As promised, latest data. This is also on Ara's DB. We can merge now.
http://www.edshare.soton.ac.uk/18257/ 'This resource is empty'
Removed Ara's review, feel free to merge. ( and provide csv :smiling_imp: )
@charlienewey all the other branches are using src/some_package
, src/smg
is a little weird. (unless of course github is showing me strange things, which it sometimes does)
i guess we could start a preprocessing
package here and throw in the stuff @alexdy2007 and i are working on in to that same package and they'll both fall in to the same package.
@utkuozbulak i didn't dismiss it because it's still src/smg
@arahayrabedian Shit, you are right its still src/smg/ Im sorry :cry: :sob:
Block again ! :rofl: :rofl:
Whoops, that was accidental - blame beer. Fixed. And @utkuozbulak check edshare again, it was still uploading when you checked last time.

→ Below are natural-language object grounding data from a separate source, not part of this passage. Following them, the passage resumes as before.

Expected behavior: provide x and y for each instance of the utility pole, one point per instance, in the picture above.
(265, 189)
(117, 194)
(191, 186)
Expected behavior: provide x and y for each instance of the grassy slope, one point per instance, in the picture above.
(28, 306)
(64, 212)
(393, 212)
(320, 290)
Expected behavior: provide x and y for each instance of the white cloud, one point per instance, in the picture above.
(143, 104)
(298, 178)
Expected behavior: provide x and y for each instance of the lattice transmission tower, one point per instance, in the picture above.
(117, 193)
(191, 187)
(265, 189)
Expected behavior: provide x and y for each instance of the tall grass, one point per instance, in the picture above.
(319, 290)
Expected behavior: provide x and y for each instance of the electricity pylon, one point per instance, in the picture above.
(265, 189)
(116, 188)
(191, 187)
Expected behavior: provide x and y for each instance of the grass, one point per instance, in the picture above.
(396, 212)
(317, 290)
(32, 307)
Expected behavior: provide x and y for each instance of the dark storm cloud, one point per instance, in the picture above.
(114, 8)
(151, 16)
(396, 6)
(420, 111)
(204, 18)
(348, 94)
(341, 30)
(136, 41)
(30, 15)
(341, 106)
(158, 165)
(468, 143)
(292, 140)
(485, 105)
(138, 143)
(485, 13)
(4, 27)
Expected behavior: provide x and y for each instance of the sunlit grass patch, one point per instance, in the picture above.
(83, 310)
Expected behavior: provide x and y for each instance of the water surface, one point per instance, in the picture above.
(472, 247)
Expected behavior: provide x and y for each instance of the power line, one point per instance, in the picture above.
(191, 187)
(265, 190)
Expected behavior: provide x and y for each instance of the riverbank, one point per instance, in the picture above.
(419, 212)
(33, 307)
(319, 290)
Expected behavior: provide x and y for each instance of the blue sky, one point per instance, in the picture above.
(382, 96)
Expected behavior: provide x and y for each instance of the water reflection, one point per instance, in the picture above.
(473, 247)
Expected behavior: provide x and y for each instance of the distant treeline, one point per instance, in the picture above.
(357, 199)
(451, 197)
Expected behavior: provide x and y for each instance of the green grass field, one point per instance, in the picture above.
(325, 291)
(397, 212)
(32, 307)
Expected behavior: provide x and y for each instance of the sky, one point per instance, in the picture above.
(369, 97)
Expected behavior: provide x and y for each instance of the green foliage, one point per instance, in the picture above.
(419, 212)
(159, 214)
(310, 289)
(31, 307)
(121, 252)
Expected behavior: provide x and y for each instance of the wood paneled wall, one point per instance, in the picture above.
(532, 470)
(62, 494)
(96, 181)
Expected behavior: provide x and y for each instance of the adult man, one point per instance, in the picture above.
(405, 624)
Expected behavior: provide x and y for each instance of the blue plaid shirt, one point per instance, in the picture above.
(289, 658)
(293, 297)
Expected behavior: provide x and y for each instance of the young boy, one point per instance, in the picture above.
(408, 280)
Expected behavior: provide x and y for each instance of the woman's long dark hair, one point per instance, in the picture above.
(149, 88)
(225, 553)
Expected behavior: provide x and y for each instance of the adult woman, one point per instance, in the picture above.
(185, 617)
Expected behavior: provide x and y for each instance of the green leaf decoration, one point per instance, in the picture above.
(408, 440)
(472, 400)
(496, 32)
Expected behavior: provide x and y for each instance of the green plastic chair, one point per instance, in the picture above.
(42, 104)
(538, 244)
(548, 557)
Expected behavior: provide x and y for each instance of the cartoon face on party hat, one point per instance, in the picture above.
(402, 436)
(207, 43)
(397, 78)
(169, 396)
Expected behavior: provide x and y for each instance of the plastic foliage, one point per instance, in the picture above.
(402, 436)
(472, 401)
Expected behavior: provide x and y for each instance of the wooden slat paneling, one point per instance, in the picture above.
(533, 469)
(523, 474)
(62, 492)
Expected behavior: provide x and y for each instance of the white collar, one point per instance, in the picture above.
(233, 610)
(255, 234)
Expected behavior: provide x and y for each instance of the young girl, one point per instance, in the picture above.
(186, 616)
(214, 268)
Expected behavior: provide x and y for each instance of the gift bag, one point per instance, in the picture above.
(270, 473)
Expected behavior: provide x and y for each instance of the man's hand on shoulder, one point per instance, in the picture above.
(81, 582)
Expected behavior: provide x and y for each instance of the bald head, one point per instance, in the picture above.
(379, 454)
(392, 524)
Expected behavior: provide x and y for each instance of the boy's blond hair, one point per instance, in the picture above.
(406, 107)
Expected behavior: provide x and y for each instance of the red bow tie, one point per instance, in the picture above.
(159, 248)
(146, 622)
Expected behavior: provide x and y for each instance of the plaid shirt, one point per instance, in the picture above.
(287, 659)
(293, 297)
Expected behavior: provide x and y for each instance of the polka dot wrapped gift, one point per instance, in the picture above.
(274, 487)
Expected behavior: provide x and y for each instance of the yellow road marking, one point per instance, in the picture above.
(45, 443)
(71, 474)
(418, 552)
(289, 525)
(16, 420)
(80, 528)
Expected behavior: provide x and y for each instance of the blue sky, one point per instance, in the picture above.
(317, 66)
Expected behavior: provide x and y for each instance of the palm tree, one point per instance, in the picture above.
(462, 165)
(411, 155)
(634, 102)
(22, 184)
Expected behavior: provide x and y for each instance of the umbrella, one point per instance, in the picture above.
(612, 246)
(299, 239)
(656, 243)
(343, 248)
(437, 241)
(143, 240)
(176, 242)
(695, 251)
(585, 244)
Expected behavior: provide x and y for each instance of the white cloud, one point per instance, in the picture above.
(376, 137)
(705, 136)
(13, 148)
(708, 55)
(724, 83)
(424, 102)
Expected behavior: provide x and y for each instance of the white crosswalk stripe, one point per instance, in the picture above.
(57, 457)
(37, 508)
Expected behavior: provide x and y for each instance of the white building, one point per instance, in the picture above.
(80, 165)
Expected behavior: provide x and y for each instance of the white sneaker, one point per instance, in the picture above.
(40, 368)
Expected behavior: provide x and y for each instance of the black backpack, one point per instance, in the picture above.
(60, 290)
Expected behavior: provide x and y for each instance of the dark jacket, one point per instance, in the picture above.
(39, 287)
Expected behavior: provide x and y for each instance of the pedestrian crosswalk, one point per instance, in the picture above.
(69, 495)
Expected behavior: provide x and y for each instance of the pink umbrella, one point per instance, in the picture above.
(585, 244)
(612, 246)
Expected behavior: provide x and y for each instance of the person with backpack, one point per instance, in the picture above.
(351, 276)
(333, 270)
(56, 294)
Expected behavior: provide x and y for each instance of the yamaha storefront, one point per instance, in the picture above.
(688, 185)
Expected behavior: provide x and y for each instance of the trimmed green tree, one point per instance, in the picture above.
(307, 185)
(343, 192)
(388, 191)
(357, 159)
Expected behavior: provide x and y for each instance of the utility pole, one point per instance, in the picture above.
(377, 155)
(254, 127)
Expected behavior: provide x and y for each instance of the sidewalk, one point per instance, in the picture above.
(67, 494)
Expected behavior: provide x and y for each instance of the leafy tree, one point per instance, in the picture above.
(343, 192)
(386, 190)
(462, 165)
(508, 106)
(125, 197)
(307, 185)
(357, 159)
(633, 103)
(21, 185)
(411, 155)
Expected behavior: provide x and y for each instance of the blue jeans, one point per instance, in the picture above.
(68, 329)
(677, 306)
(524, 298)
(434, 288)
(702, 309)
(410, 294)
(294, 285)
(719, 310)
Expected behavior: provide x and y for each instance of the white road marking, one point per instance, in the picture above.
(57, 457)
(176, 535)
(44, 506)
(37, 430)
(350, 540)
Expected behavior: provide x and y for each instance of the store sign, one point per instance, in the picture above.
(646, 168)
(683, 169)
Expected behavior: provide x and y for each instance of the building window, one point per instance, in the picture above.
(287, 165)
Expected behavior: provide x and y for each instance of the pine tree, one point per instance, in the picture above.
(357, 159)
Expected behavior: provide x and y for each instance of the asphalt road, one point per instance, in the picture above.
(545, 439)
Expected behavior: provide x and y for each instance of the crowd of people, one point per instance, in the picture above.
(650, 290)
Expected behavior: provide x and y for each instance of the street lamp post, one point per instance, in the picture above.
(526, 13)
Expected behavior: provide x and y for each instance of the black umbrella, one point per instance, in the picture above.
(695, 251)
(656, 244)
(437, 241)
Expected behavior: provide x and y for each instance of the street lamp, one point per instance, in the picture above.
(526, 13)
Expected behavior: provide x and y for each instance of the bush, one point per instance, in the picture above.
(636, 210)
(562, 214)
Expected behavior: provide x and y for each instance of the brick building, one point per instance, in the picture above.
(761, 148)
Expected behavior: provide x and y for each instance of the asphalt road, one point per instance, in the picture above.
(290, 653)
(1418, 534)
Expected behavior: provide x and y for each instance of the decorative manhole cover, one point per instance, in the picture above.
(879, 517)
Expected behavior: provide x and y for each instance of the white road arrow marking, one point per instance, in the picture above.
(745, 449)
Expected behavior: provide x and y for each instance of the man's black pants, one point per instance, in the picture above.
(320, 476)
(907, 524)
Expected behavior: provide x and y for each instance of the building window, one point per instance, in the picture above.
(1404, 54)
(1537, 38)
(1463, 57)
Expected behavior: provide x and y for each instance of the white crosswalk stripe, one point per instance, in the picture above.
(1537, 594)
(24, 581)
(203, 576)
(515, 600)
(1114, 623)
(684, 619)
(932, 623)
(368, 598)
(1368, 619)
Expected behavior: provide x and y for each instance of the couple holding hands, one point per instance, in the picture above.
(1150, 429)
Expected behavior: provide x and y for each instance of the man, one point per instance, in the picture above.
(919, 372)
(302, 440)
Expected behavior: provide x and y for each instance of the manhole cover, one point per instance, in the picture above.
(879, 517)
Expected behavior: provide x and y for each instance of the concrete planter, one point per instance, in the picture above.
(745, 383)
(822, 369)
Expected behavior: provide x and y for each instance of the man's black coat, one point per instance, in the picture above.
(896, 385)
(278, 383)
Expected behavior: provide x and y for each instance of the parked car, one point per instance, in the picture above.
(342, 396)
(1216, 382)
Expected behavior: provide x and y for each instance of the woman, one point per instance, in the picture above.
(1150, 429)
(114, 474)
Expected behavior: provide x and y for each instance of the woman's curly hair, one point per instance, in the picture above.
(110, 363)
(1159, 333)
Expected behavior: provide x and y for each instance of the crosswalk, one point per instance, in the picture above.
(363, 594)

Ninja edit: WAT IT DIDN'T UPLOAD
Try this. https://www.dropbox.com/s/0ig91yyvyoda56x/jobs_norm_loc.tar.gz?dl=0
Ninja re-edit: EdShare does work now, after I said some rude words at it and re-uploaded the archive
silly edshare, thinking itself useful.
LGTM.
Yeah, there are quite a few errors/things that don't make sense, but there are 250k records in the dataset. If Google's geocoder doesn't like what's in the "LocationRaw" field (I'm not entirely sure that it's deterministic...), then we'll get some missing bits - sometimes the output from the geocoder doesn't tag the parts of the location correctly (i.e. it might come back with an administrative area but not a town etc), but that's just something we've gotta learn to live with, I think - it's noisy data, after all.
I wont learn to live with it, I will search for ways to fix it.
Looks good to me. I assume there is no need to run the python file as the API-key has been revoked?